You can't prove it, it's not true. For example, if f(x)= 1 if x is rational, -1 if x is irrational, the f2(x)= 1 so f2(x) is integrable on, say, [0, 1] but f is not. Also, if g(x)= 2, then g2(x)= 4 so is integrable on [0,1] but fg(x)= 2 if x is rational, -1 if x is irrational is not itegrable.a1010711 said:The Attempt at a Solution
It suffices to show that f^2 is integrable, since
fg= [(f+g)^2-(f-g)^2]/4
The function x --> x^2 is uniformly continuous on the range of f,
im not sure how to turn this into a formal proof, I am lost
Riemann integration
What if you can find a function f that is integrable on [a,b] but not square integrable?a1010711 said:The Attempt at a Solution
It suffices to show that f^2 is integrable
That much is true.HallsofIvy said:You can't prove it, it's not true.

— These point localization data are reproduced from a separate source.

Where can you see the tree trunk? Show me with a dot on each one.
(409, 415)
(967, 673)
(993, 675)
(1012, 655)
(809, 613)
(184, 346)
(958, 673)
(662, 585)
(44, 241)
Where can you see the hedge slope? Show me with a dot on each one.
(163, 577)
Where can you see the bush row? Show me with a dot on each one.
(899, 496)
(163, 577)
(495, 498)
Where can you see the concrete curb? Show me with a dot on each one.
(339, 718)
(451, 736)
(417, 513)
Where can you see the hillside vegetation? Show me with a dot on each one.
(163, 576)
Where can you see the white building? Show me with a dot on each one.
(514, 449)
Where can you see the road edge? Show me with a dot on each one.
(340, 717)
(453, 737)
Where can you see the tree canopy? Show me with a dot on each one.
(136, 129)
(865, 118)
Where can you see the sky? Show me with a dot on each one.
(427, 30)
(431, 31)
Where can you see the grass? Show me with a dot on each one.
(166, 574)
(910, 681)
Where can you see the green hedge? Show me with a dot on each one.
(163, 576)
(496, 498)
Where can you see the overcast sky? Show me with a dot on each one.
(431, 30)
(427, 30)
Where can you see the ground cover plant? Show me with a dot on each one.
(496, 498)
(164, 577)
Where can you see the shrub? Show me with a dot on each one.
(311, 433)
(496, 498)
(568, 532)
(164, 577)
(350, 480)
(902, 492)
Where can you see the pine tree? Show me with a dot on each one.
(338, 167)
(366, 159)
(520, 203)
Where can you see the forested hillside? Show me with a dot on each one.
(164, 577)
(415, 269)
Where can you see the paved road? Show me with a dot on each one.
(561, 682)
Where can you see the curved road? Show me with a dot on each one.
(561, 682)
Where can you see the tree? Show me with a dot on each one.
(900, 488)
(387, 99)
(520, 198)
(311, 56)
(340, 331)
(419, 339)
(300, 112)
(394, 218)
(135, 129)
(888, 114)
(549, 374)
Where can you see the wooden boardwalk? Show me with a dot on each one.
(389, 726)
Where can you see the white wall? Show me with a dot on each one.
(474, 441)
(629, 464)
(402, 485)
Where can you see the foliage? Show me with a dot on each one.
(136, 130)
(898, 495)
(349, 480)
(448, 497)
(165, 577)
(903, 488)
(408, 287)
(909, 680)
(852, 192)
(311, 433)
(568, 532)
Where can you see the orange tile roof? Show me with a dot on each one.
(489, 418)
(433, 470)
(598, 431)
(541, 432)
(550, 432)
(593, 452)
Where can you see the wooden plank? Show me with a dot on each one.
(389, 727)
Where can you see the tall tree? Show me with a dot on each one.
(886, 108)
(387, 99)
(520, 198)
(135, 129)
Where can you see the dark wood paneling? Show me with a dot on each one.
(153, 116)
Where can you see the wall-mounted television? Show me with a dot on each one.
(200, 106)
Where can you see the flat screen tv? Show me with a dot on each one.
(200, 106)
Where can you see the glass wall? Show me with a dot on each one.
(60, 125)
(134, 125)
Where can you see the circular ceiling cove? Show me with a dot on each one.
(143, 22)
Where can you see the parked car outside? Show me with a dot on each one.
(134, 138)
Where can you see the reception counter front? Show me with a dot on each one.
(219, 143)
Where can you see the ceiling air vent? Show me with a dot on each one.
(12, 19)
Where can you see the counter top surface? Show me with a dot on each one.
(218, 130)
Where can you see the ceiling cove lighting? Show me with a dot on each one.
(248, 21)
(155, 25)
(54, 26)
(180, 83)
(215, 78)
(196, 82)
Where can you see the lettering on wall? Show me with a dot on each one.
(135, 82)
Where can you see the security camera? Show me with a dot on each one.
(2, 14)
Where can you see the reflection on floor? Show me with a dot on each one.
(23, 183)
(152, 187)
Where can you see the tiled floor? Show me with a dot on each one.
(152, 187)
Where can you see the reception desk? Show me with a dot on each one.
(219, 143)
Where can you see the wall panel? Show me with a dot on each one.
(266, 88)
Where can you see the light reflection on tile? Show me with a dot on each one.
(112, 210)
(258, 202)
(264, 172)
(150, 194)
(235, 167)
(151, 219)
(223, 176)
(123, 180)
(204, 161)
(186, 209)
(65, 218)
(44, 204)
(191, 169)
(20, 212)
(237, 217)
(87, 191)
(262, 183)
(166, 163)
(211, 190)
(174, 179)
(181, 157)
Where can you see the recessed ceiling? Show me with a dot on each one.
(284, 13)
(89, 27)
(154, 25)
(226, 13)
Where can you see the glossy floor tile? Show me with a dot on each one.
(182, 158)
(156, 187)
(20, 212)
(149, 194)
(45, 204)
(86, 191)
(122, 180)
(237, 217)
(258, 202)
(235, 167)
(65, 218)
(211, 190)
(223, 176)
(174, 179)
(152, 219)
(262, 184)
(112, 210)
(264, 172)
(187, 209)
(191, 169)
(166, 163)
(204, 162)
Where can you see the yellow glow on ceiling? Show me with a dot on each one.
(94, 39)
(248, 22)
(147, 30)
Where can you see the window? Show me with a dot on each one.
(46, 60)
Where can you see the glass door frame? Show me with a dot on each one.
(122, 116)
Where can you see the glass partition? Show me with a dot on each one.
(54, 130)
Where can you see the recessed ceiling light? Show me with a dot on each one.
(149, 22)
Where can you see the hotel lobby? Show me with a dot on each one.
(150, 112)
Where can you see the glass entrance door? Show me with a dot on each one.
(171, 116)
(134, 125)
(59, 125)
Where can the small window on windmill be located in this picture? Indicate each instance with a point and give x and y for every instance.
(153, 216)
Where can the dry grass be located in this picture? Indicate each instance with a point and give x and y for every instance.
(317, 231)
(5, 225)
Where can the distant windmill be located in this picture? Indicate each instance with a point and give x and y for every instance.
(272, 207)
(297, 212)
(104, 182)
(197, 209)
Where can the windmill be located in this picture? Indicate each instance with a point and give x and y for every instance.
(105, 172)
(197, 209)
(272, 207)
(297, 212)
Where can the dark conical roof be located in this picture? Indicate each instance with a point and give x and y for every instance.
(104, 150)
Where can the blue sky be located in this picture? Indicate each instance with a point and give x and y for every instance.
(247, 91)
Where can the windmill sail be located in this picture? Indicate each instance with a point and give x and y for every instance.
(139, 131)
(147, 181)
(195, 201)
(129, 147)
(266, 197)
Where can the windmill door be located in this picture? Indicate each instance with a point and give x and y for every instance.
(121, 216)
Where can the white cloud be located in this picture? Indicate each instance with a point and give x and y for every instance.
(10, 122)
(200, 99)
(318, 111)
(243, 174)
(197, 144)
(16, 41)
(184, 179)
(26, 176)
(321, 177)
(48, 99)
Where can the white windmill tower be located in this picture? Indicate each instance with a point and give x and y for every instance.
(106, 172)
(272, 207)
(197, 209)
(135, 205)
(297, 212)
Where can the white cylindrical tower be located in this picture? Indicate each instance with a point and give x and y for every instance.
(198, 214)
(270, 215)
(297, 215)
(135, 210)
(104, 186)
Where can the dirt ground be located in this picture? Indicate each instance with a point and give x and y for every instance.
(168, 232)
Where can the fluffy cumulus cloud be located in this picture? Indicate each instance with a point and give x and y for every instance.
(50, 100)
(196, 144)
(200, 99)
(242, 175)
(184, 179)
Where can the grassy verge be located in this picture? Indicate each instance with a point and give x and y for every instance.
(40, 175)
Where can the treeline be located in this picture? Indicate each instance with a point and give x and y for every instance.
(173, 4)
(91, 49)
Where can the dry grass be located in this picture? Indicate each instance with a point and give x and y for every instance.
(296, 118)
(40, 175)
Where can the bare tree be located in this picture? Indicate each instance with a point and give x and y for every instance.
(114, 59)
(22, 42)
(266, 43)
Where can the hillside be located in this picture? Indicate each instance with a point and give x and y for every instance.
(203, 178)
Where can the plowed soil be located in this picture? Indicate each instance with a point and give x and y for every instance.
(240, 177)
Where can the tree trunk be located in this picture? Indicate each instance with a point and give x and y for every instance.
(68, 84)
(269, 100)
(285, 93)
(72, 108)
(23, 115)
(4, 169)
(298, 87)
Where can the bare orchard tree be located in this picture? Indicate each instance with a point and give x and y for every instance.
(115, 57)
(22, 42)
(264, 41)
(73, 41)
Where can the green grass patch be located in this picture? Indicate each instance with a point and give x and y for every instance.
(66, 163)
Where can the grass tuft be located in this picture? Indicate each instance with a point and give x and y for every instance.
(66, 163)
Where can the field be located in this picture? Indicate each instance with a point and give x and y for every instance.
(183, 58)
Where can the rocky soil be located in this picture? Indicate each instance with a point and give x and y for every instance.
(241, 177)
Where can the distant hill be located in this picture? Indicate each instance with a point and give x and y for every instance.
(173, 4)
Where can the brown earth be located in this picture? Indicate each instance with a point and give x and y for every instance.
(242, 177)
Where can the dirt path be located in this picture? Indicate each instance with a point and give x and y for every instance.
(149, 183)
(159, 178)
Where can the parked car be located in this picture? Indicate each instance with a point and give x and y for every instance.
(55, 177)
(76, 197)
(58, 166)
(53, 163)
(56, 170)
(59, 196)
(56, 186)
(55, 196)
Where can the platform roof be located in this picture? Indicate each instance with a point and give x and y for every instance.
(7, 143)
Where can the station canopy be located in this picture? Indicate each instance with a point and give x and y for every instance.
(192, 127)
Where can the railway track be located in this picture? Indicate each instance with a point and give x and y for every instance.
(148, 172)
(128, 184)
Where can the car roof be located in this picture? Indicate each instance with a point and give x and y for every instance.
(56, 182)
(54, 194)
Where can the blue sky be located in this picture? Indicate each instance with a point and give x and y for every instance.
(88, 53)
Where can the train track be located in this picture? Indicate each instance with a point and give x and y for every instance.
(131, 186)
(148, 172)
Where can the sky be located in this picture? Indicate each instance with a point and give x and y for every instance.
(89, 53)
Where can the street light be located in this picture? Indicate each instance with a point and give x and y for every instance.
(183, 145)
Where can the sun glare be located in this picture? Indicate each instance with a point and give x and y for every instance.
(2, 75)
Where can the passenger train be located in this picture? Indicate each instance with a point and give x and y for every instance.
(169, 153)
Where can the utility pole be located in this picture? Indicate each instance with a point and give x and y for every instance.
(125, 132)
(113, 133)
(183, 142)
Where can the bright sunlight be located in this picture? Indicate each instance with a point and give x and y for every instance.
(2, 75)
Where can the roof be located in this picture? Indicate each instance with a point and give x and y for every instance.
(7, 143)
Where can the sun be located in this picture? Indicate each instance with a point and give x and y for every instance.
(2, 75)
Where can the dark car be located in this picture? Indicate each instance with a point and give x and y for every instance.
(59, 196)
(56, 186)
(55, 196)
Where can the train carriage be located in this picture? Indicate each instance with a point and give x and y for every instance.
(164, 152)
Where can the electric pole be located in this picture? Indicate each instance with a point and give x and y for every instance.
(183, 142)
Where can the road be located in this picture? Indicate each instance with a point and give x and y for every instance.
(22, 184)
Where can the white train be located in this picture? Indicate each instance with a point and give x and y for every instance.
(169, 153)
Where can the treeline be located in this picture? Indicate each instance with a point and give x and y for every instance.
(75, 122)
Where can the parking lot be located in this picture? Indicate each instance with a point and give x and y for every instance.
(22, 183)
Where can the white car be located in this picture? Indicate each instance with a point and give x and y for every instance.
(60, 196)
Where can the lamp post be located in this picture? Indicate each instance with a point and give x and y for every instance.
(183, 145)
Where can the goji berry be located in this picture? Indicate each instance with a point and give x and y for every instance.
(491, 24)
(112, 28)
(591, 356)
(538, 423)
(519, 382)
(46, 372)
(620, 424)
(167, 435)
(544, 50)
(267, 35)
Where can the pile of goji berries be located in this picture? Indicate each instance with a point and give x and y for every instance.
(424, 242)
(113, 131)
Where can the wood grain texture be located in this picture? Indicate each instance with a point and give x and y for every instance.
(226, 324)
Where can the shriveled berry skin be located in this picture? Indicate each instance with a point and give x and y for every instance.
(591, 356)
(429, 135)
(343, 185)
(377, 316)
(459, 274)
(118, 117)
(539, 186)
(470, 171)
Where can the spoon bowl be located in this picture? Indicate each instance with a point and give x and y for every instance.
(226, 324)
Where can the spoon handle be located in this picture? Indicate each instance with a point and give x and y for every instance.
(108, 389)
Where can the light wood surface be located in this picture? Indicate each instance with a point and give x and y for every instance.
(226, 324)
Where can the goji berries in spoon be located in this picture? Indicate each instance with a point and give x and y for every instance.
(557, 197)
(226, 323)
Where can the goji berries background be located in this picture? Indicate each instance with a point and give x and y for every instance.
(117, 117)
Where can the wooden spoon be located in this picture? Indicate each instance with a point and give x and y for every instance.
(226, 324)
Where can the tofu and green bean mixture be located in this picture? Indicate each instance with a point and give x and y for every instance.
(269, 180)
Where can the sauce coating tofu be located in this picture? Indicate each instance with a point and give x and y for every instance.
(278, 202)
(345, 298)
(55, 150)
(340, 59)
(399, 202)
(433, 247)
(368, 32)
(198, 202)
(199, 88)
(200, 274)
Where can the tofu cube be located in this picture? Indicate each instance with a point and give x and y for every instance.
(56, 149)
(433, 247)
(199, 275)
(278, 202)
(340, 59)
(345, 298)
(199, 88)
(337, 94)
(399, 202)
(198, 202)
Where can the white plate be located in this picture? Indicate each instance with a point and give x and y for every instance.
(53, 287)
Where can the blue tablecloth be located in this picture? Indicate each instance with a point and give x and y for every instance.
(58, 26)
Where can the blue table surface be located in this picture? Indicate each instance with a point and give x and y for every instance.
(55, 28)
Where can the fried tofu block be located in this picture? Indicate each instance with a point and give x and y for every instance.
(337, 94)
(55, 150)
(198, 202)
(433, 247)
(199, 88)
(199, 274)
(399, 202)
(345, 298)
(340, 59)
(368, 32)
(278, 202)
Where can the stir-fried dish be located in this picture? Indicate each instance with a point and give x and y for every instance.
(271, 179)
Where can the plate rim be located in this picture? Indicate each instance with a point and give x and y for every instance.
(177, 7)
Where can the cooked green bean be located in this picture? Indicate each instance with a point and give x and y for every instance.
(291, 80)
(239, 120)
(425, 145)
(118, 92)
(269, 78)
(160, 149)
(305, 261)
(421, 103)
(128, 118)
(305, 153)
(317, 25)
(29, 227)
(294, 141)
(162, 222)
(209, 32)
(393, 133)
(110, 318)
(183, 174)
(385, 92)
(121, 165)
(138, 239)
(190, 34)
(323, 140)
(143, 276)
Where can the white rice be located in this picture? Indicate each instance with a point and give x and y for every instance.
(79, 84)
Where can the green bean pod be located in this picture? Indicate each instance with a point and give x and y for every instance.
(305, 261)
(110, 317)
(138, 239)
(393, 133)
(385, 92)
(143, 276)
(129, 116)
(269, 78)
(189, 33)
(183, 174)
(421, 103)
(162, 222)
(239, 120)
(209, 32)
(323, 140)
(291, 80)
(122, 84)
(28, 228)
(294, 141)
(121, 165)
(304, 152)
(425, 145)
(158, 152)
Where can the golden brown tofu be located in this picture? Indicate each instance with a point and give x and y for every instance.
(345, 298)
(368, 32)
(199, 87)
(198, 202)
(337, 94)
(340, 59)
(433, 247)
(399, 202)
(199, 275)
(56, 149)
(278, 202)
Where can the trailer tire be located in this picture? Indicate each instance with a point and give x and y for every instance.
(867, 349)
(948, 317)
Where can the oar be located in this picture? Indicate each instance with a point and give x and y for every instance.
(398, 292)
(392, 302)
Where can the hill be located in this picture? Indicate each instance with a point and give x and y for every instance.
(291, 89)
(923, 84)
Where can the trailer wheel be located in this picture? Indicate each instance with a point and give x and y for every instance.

That's fine, but the title of the thread is "Prove that if f and g are integrable on [a, b], then so is fg", so you are picking some f that violates the given conditions.For example, if f(x)= 1 if x is rational, -1 if x is irrational ...
Integrability of a function means that the function is well-behaved and can be approximated by a finite sum of smaller functions. In other words, it is possible to find the area under the curve of the function using integration.
Proving that f and g are integrable on [a, b] means that the product of the two functions, fg, is also integrable on [a, b]. This is important because it allows us to use integration to find the area under the curve of the product function, which may have practical applications in various fields of science and engineering.
A function that is continuous on a closed interval [a, b] is also integrable on that interval. However, the converse is not always true - a function can be integrable without being continuous. This is because integrability relies on the behavior of a function over a larger interval, while continuity only considers the behavior of a function at a single point.
This can be proven using the Riemann sum definition of integrability and the properties of definite integrals. By breaking up the function fg into smaller subintervals and using the properties of definite integrals, we can show that the limit of the Riemann sums for fg exists and is equal to the definite integral of fg on [a, b]. This proves that fg is integrable on [a, b].
Yes, this theorem can be extended to any finite number of integrable functions. If f1, f2, ..., fn are all integrable on [a, b], then their product f1f2...fn is also integrable on [a, b]. This can be proven using the same approach as for the two function case, by breaking up the product function into smaller subintervals and using the properties of definite integrals.